Salmonella Braenderup H9812, digested with XbaI enzyme (Promega, Milan, Italy), was used as the standard molecular weight marker. The gel was stained with SYBR Safe DNA gel stain (Invitrogen, Cergy Pontoise, France) and photographed on a UV transilluminator (Alpha Innotech Corporation, San Leandro, CA, USA). The image analysis was performed using Bionumerics program v. 6.6 (Applied Maths NV, Sint-Martens-Latem, Belgium). The similarity analysis was carried out using the Dice coefficient (position tolerance, 1%). The unweighted pair group mathematical average was used to cluster patterns. Isolates with <90% similarity were clustered as separate pulsotypes.
MLST Analysis
Multilocus sequence typing was performed as reported by Dingle et al. (2001) for all C. jejuni isolates. MLST amplified a segment of seven housekeeping genes: aspA (aspartase, 477 bp), glnA (glutamine synthase, 477 bp), gltA (citrate synthase, 402 bp), glyA (serine hydroxyl methyl transferase, 507 bp), pgm (phosphor glucomutase, 498 bp), tkt (transketolase, 459 bp), and uncA (ATP synthase, alpha subunit, 489 bp) to yield a total composite sequence length (all seven loci) of 3309 bp. PCRs and sequencing reactions were carried out according to the guidelines on the Campylobacter MLST website. Briefly, purified PCR products were sequenced using an ABI PRISM BigDye® Terminator 3.1 Cycle Sequencing Kit (Applied Biosystems, Foster City, CA, USA) according to the manufacturer’s instructions and then analyzed by the ABI PRISM 3500 Genetic Analyzer (Applied Biosystems, Foster City, CA, USA). The alleles, STs, and CCs were identified using the MLST database1 Novel alleles were submitted to the PubMLST C. jejuni/C. coli database curators for number assignment.

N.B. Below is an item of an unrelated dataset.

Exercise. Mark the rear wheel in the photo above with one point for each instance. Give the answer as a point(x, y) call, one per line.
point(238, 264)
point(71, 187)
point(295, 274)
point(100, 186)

Source Attribution Analysis
According to a previous study conducted in the Netherlands (Mughini Gras et al., 2012), Campylobacter isolates from humans were found to share significant similar ST frequency distribution with those from Europe (the Netherlands, the UK, and Switzerland), but were genetically dissimilar from abroad isolates (from the USA and New Zealand). We have assumed this situation is also true for Italy and the details in our reference database included 558 C. jejuni strains from previously published Italian data; Piccirillo et al., 2014) and from our previous survey (Marotta et al., 2015), as well as the 6854 C. jejuni from European countries accessible in PubMLST2
The reservoir data we identified were pooled and arranged in six groups: (i) chicken, (ii) cattle, (iii) environment, (iv) wild bird, (v) small ruminant, and (vi) pork. Environmental strains comprised those from water, sand, and soil. The population genetics approach used for attributing human campylobacteriosis isolates to the six putative reservoirs was the asymmetric island model described by Wilson et al. (2008). This model estimates the recombination rates within the reservoirs, between the reservoirs and from each reservoir in the human population to estimate the posterior distribution used to infer the fraction of human cases attributable to each source.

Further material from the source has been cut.